It was only the fifth hit of the night for the Orioles, who had fallen behind 2-0 on home runs by Brian Roberts in the second and Kelly Johnson in the third.

Yankees starter Hiroki Kuroda allowed two runs, three hits and no walks in seven innings, although he hit two batters and threw two of his three wild pitches in the Orioles' two-run fourth. Orioles starter Miguel Gonzalez gave up two runs, six hits and no walks in eight innings.

Brian McCann led off the top of the fourth with a single and, one out later, Ichiro Suzuki hit his second double of the night, a shot into the gap in right-center. McCann, not the swiftest of runners, was not able to score, which proved costly. Yangervis Solarte flied out to short center and Johnson flied to left.

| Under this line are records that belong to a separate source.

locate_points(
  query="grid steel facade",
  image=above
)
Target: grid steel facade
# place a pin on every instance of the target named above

The Orioles quickly drew even. After Kuroda grazed Steve Pearce's jersey with a pitch, Adam Jones sent a chopper up the middle. Jeter got in position to field it but the ball hit off his glove and deflected into the outfield. Pearce took third on the play, which inexplicably was scored a hit. "It bounced higher than I thought, plus I also took a peek at the runner, so that's a bad combination," Jeter said. "That's a play that needs to be made. Playing a team like Baltimore, you can't give them extra outs."

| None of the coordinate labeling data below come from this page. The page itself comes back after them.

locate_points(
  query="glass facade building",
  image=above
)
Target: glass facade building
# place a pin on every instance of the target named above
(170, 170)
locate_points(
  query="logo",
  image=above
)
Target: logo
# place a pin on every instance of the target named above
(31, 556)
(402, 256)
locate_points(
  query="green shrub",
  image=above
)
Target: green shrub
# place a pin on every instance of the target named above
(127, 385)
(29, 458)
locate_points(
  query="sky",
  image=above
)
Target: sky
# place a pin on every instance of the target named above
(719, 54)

Kuroda then threw a wild pitch that made it 2-1 and moved Jones to second. Nelson Cruz struck out, but Jones went to third on another wild pitch and scored on Chris Davis' sacrifice fly to left, tying it at 2-2.

McCann led off the top of the ninth with a single off lefty Zach Britton and Girardi inserted Francisco Cervelli to pinch run. Roberts pushed a bunt toward first and Davis made the gutsy decision to try for the lead runner, nipping Cervelli by inches at second. Solarte drew a two-out walk but pinch hitter Zelous Wheeler bounced out to end the inning.

"Chris made a great play," Roberts said. "Both guys [Kuroda and Gonzalez] threw great. It came down to a battle of the bullpens and they got the big hit and we didn't."